Paper No. 7
Presentation Time: 3:00 PM
TAXONOMIC VERSUS PHYLOGENETIC ESTIMATES OF EXTINCTION SEVERITY IN DEVONIAN TEREBRATULIDE BRACHIOPOD GENERA
What can phylogenetic analysis contribute to studies of extinction dynamics that taxon counting alone cannot? At the P/T boundary, terebratulide brachiopod genera suffer 100% generic extinction, yet, some lineages clearly survived because this clade is extant. In this case, taxonomic and stratigraphic information alone provides no information concerning lineage survival, and the biases in fossil preservation, taxon sampling, or taxonomic inconsistencies prevent us from answering even the most fundamental questions concerning the extinction event.

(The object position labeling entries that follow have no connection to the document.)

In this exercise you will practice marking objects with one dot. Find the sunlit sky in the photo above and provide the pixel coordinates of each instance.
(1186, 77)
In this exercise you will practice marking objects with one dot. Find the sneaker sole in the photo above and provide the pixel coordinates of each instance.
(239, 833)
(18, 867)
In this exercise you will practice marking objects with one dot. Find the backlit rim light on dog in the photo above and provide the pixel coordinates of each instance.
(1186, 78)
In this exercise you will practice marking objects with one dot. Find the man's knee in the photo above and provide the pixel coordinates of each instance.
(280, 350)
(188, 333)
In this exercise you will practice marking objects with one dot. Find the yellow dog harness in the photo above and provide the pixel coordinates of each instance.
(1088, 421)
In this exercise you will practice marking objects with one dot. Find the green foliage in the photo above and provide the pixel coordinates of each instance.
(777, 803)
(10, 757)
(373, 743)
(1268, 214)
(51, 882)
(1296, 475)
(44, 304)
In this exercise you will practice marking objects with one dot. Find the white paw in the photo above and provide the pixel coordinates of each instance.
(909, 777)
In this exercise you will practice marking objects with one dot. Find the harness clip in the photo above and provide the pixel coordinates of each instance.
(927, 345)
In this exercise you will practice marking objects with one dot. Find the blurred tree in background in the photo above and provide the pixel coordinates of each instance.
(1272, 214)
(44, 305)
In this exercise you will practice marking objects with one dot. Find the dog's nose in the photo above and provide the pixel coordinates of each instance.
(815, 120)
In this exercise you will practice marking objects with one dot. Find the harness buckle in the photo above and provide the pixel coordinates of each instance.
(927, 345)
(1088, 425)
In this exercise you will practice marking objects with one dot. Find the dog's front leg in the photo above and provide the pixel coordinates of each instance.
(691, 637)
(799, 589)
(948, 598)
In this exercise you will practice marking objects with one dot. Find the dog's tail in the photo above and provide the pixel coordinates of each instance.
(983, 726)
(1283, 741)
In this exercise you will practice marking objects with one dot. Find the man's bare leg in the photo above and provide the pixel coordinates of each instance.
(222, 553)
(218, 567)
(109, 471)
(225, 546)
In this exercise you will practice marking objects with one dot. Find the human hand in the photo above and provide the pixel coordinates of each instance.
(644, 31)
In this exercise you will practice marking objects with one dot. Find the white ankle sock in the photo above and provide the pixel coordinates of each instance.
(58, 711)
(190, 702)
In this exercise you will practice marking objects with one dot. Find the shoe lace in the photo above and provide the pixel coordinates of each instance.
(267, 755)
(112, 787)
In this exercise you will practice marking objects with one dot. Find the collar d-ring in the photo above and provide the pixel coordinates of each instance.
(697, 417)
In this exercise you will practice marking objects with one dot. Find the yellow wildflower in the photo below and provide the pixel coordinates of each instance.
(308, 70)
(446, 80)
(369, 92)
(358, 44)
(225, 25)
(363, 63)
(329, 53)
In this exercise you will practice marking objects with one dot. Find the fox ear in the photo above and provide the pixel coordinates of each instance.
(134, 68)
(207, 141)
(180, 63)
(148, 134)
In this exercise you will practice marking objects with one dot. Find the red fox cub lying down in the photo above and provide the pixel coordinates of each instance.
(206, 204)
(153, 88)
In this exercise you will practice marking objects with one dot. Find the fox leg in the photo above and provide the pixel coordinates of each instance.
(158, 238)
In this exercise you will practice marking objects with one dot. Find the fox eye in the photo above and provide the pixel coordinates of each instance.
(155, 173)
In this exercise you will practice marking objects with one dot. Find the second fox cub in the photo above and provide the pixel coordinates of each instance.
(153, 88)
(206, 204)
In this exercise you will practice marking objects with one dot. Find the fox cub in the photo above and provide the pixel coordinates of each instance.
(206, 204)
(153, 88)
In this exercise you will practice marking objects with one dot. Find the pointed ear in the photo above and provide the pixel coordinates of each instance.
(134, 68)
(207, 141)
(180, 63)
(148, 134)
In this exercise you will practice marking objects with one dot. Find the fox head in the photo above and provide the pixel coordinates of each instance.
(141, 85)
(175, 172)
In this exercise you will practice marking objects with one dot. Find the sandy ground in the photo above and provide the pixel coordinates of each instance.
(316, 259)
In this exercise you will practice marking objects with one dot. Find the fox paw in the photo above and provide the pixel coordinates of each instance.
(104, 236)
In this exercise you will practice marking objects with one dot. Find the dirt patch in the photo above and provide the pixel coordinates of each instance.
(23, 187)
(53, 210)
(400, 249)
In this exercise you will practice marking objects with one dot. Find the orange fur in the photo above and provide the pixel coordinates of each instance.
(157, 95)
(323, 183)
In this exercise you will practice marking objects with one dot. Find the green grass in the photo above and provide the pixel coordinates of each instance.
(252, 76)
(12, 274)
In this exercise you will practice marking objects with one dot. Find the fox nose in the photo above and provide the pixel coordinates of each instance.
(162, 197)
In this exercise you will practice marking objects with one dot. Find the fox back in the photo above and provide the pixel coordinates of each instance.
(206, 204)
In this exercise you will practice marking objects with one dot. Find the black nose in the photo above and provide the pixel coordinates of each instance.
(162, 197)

Furthermore, this obvious case of fossil bias casts the estimates of diversity and extinction at other temporal intervals into doubt. Phylogenetic analysis, however, has been shown to provide alternative estimates of lineage diversity and survivorship by identifying post-boundary taxa that form sister-taxa relationships to pre-boundary taxa, as well as potential gaps in the fossil record. I demonstrate this by performing phylogenetic analysis on all 40 well-preserved Devonian terebratulide genera, and comparing extinction severity in terebratulide lineages to extinction severity using taxon names across Early Devonian stage boundaries. Using a list of 67 morphological characters, phylogenetic analysis was performed using PAUP 4.0b10. Eight atrypide and athyridide genera were used as outgroups. At all stage boundaries, taxon counting methods either equal or underestimate generic diversity, and equal or overestimate extinction severity when compared to extinction severity derived from phylogenetic hypotheses.